W3C home > Mailing lists > Public > public-dwbp-wg@w3.org > February 2015

Re: Updated version of the BP document

From: Annette Greiner <amgreiner@lbl.gov>
Date: Thu, 12 Feb 2015 14:34:27 -0800
Cc: "public-dwbp-wg@w3.org" <public-dwbp-wg@w3.org>
Message-Id: <F1BE2EF7-5889-4C0E-8352-AEADED4BD6F3@lbl.gov>
To: Bernadette Farias Lóscio <bfl@cin.ufpe.br>
I have a few notes about the versioning and formats sections.

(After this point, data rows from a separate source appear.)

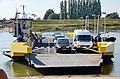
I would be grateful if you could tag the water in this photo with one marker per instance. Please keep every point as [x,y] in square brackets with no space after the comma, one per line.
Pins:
[15,69]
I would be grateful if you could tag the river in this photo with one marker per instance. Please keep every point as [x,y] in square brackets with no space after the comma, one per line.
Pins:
[16,69]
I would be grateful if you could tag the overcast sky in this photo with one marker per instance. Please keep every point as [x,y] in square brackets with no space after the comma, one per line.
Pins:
[39,7]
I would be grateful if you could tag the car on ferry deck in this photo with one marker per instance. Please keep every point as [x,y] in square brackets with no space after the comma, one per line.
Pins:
[57,36]
[63,44]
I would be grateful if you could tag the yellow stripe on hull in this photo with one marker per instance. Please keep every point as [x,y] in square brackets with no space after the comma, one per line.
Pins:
[20,49]
[106,48]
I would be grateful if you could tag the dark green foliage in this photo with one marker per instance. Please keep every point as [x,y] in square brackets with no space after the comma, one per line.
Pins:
[113,15]
[48,12]
[53,16]
[83,8]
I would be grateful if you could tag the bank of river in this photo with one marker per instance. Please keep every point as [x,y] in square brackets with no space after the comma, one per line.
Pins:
[22,70]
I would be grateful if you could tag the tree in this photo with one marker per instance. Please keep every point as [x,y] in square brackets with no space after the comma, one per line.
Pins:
[48,12]
[53,16]
[113,15]
[63,9]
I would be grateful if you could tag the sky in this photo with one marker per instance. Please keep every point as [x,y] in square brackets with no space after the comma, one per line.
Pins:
[39,7]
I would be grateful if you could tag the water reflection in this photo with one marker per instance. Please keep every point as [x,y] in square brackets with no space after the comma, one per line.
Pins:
[22,70]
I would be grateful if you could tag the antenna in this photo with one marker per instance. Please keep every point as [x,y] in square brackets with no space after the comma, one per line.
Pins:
[23,6]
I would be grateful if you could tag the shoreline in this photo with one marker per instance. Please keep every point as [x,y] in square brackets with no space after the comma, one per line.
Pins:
[64,76]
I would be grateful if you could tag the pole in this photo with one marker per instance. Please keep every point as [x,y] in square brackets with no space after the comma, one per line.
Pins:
[94,24]
[82,22]
[98,25]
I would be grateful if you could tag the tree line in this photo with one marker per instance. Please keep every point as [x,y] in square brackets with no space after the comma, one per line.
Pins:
[79,9]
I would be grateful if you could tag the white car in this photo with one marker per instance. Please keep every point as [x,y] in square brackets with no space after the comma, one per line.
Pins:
[63,44]
[57,36]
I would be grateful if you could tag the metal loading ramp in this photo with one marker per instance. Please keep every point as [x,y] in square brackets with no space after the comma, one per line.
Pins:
[64,60]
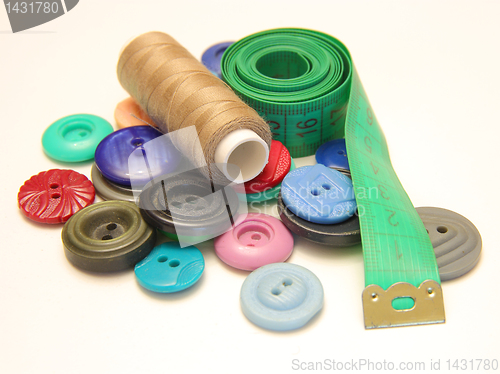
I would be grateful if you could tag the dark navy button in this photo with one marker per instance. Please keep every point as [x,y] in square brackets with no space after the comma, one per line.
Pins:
[342,234]
[108,190]
[319,194]
[170,268]
[129,147]
[212,56]
[333,154]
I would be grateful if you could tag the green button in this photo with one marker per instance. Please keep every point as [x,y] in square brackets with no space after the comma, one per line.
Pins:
[74,138]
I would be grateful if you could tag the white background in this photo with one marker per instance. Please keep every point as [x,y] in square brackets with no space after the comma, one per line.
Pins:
[432,72]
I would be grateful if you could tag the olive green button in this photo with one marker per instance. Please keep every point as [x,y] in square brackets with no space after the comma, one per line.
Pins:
[74,138]
[107,236]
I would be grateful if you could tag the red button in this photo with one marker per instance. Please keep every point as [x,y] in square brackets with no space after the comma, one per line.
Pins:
[276,169]
[54,196]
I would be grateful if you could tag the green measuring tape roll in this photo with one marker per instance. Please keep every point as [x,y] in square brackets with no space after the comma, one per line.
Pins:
[298,80]
[305,85]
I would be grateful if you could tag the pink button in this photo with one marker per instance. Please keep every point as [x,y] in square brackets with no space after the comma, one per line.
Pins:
[256,241]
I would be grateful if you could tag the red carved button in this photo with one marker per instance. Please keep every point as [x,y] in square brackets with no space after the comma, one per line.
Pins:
[276,169]
[54,196]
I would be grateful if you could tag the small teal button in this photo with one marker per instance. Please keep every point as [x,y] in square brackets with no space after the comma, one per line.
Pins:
[75,138]
[281,296]
[170,268]
[319,194]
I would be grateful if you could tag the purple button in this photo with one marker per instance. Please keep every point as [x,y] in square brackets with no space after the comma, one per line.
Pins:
[255,241]
[131,153]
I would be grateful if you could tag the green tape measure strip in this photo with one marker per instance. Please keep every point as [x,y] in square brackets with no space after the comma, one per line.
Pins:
[396,246]
[304,84]
[298,80]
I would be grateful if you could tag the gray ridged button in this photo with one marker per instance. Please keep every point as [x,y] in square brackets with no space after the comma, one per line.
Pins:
[456,241]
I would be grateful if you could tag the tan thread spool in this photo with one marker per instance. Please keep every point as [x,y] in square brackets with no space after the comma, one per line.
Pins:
[177,91]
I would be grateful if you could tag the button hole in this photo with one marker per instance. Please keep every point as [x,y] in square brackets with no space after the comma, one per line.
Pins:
[174,263]
[276,291]
[111,226]
[315,192]
[137,142]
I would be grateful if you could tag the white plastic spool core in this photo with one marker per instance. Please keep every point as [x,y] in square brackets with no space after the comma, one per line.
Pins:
[245,149]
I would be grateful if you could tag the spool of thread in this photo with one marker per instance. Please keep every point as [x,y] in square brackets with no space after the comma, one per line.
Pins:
[177,91]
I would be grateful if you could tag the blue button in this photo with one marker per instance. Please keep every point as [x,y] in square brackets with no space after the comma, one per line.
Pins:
[281,296]
[170,268]
[129,147]
[333,154]
[212,56]
[319,194]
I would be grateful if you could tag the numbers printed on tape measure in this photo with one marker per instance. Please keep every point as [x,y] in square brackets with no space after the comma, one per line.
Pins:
[32,7]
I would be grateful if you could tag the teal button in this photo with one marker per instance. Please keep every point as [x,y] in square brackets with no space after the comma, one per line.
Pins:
[170,268]
[74,138]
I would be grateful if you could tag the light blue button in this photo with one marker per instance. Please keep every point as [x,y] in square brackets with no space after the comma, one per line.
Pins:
[319,194]
[281,296]
[170,268]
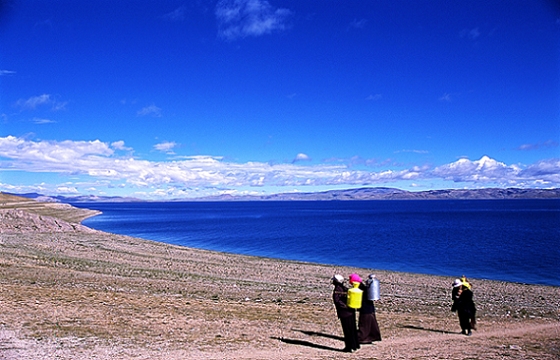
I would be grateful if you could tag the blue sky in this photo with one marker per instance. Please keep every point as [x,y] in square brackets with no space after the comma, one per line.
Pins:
[168,99]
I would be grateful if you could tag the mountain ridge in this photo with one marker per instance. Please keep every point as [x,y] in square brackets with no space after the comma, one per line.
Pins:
[365,193]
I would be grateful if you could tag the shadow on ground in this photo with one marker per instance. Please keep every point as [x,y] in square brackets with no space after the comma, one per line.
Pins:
[428,329]
[305,343]
[314,333]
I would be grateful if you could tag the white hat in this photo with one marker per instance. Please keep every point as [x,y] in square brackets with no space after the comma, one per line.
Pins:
[338,278]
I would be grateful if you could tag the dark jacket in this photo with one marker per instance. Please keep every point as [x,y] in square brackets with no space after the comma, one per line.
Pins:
[455,297]
[340,297]
[465,303]
[367,305]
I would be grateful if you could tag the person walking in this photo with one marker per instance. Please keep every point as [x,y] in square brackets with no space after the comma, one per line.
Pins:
[346,314]
[368,329]
[466,309]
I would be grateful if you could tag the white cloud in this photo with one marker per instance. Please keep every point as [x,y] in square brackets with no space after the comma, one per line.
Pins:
[301,157]
[242,18]
[166,147]
[119,145]
[97,160]
[543,145]
[177,14]
[41,121]
[35,101]
[151,110]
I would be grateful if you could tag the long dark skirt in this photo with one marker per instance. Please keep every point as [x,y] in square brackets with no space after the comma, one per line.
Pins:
[368,329]
[350,332]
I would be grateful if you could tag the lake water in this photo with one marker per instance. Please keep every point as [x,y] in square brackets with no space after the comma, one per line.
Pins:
[509,240]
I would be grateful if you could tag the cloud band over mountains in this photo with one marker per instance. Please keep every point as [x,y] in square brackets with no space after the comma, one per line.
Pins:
[104,163]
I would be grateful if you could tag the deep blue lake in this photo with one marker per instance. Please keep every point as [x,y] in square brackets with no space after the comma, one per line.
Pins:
[509,240]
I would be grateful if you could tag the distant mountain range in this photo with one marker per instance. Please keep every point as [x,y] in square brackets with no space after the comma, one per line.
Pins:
[376,193]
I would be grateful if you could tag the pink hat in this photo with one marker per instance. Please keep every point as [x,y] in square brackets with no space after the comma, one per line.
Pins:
[355,278]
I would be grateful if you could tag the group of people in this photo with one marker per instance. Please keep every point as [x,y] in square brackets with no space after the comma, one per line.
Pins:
[367,330]
[463,304]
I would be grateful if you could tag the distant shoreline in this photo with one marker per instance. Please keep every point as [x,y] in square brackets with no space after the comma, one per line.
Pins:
[366,193]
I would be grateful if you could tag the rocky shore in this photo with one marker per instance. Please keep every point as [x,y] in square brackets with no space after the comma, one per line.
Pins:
[69,292]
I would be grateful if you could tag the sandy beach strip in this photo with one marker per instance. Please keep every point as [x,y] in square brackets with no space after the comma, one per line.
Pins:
[84,294]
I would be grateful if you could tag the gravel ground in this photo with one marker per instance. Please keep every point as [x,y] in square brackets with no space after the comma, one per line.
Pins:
[75,293]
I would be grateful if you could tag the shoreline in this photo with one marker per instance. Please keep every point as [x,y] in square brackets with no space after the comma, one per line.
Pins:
[78,294]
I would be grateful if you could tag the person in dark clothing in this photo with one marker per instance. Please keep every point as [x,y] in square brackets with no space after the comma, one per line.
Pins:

The first data versioning BP links to a brief schema.org discussion about how a schema will be versioned. I think this is intended as evidence that versioning is the subject of debate, but it doesn’t seem to me a very relevant example. It’s not about versioning data, and it’s not much of a debate. Even if we feel that versioning data is somehow highly debatable, I don’t think it helps the reader to be told that, at least not in a vague way that suggests versioning may not be a good idea. I suggest we remove that sentence. There is also a reference in that same section to the Vocabulary Versioning BP for more on assigning stable URIs, but that BP doesn’t say anything about that topic that isn’t already said in the data versioning BP, so I would suggest removing that reference as well.

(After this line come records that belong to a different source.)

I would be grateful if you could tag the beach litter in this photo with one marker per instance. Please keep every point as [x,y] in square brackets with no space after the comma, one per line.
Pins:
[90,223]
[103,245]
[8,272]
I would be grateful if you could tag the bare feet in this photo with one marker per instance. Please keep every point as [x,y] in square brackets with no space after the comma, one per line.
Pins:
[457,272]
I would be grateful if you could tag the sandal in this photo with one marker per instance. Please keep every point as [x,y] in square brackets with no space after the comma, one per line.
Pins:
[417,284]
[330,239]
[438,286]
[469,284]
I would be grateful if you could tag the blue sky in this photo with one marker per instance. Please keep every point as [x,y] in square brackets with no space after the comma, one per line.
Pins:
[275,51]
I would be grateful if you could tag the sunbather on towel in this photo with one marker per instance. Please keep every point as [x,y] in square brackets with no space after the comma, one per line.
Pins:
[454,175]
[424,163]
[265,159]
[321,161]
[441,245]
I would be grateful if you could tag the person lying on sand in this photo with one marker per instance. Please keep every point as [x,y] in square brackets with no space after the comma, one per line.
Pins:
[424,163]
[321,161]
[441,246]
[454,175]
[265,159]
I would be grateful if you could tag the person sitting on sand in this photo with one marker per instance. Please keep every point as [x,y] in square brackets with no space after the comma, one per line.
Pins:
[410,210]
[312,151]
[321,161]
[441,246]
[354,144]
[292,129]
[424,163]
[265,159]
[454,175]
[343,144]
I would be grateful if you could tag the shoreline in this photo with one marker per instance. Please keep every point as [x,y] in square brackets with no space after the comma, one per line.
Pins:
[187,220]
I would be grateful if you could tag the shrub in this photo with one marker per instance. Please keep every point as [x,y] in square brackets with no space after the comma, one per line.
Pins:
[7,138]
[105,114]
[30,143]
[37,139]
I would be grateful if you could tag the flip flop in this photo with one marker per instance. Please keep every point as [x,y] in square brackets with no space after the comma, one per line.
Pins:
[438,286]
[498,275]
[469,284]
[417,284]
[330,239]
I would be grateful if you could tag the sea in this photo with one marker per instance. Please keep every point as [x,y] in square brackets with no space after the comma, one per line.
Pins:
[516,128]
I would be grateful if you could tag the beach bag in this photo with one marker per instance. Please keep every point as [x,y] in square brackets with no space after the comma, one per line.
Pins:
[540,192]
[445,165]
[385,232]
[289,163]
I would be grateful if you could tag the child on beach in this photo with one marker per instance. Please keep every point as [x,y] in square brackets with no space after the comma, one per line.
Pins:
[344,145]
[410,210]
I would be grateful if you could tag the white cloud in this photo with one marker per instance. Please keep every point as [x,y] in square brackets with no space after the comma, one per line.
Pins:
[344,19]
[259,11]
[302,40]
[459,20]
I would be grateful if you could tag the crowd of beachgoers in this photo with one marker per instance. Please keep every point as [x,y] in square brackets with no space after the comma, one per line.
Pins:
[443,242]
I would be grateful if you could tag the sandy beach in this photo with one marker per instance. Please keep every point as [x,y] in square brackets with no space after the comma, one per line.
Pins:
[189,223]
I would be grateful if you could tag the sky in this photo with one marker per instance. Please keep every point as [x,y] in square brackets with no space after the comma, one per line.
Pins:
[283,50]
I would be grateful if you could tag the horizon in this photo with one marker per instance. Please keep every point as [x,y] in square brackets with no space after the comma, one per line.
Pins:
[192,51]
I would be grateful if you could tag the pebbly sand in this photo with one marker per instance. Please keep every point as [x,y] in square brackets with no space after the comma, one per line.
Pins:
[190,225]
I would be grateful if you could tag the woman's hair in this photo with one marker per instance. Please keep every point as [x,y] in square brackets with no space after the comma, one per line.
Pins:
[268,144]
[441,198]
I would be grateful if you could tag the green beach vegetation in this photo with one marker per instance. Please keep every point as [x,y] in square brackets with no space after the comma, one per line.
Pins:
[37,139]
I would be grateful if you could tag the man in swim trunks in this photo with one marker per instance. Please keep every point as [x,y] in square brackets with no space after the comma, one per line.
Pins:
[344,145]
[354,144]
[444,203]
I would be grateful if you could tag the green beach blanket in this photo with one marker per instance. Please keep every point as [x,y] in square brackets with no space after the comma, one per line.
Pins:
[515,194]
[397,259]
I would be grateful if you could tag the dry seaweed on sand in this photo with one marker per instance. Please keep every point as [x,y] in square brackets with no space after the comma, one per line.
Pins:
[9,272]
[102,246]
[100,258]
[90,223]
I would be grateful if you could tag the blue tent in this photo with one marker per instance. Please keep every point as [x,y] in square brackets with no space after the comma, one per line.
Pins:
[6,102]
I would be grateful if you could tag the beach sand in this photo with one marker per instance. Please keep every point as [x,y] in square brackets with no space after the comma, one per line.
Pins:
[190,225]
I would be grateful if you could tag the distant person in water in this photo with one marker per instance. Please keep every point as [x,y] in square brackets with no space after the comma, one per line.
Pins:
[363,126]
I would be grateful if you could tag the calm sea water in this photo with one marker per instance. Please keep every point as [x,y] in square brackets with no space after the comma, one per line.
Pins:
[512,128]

In the version history BP, we say "It should be possible for data consumers to understand how the data typically changes from version to version.” I would like to add “and how any two specific versions differ.”

In the introduction to Data Access, we say "For all data on the Web, APIs should be available…” I definitely want to encourage use of APIs, but I don’t think we can say that all data should be made available that way. Many datasets are too small or of interest to too few people to make setting up an API worthwhile.

The first Data Formats BP still has old text in the Intended Outcome that should have been removed. “A machine must be able to :” and the three numbered items below it should be deleted. 

For the BP about providing data in multiple formats, I’d like to add the word “consumer” in the Why section, so that it reads "Providing data in more than one format reduces consumer costs incurred in data transformation."

The introduction to the Data Formats section doesn’t match the BPs in that section very well anymore. I think what is there now is just leftover from placeholder text. How about if we replace it with something like this?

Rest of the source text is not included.